Wednesday, 4 October 2023


Adjournment

Mt Waverley Tennis Club


Mt Waverley Tennis Club

David DAVIS (Southern Metropolitan) (18:14): (484) My matter for the adjournment tonight is about the Mount Waverley Reserve and particularly the Mt Waverley Tennis Club. There is a state government plan for the reserve that is being developed, it seems, with inadequate consultation with some of the key users. I met with the tennis club several times recently, including with my colleague Sam Groth, the Shadow Minister for Sport, and we discussed the issue here to hand. The tennis club is 99 years old this year and will be 100 years old next year. It has a very large membership. It has four courts, with access to a fifth, but the plan developed by the City of Monash requires, it seems, that you can only go forward as a tennis centre if you can provide six courts. Despite the fact that this is a very popular reserve – it is a reserve that is supported by a huge membership, including many older people; there is an older group of women who play midweek and actually enjoy the long-term camaraderie of the site – it seems council and government are working without a thought for a solution for this tennis club. It seems to me after 99 years somebody should be prepared to work to support the Mt Waverley Tennis Club. By all means change arrangements, but make sure there is a proper outcome for the Mt Waverley Tennis Club. After 99 years I say they should see their 100th year, and indeed the actual plan for the piece of land which the tennis courts are on is to turn it into a car park. Now, that seems to me to have put the cart before the horse, as it were, and not got things quite right. I do not think that this is a solution that most people would be wanting to see.

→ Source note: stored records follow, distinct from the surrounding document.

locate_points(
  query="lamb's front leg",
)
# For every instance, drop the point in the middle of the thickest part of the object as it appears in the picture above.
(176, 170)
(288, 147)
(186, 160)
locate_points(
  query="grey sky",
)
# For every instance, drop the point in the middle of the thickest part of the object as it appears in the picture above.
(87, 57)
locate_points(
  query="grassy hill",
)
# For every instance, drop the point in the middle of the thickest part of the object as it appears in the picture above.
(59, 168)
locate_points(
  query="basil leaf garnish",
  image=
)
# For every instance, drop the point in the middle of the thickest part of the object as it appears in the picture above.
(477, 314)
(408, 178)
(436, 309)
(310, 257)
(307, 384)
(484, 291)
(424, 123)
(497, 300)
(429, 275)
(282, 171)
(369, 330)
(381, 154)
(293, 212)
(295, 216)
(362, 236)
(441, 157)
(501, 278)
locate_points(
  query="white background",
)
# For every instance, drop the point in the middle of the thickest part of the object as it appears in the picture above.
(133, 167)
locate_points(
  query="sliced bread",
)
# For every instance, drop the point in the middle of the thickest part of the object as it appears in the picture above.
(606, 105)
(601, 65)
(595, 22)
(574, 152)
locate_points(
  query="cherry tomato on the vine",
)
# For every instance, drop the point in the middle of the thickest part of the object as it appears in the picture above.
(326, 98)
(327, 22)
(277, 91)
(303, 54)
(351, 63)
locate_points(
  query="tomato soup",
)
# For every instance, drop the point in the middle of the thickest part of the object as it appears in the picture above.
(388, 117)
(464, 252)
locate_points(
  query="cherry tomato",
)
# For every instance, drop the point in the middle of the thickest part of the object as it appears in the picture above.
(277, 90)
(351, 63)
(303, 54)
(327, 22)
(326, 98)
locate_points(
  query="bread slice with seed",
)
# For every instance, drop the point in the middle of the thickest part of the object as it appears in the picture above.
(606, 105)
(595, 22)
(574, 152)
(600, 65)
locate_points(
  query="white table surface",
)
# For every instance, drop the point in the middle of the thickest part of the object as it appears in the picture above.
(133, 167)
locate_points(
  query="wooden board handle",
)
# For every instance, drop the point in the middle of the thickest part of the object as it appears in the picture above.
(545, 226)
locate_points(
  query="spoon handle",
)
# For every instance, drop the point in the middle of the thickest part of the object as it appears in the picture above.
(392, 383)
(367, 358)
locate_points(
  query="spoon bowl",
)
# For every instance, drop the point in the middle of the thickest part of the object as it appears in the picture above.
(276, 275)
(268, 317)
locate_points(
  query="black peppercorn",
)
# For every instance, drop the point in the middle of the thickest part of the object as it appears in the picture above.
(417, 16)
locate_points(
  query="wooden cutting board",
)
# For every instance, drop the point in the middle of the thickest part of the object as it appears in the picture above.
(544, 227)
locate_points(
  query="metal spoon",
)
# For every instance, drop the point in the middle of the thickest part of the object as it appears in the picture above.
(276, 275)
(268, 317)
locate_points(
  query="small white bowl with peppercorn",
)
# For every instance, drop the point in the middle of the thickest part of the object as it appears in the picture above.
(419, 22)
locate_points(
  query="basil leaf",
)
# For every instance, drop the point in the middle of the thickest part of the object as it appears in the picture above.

I understand that there are competing needs, and I understand the pressures that are on councils and indeed state governments in this matter, but there is money from the state government for the future of the reserve. There is council decision-making that has occurred here, but what seems to have been forgotten is the importance of that longstanding tennis club. I say the heritage of the club is important. I say the long-term members are important. I say the access of local people, including younger people, is too. When Sam Groth and I were there a week ago there was a whole group of young kids doing a tennis clinic. I thought, ‘This is magnificent. This should be protected and preserved, and a way has to be found to make sure that there is an alternative.’ If it has to be an alternate spot, well, that is an argument that we can have, but at the moment there is no realistic alternative being provided to the Mt Waverley Tennis Club. I call on the Minister for Tourism, Sport and Major Events to intervene and make sure that the club sees its 100th year, that the extraordinary members who play there are looked after and that there is an outcome that is not so harsh as to close forever an almost 100-year-old tennis club.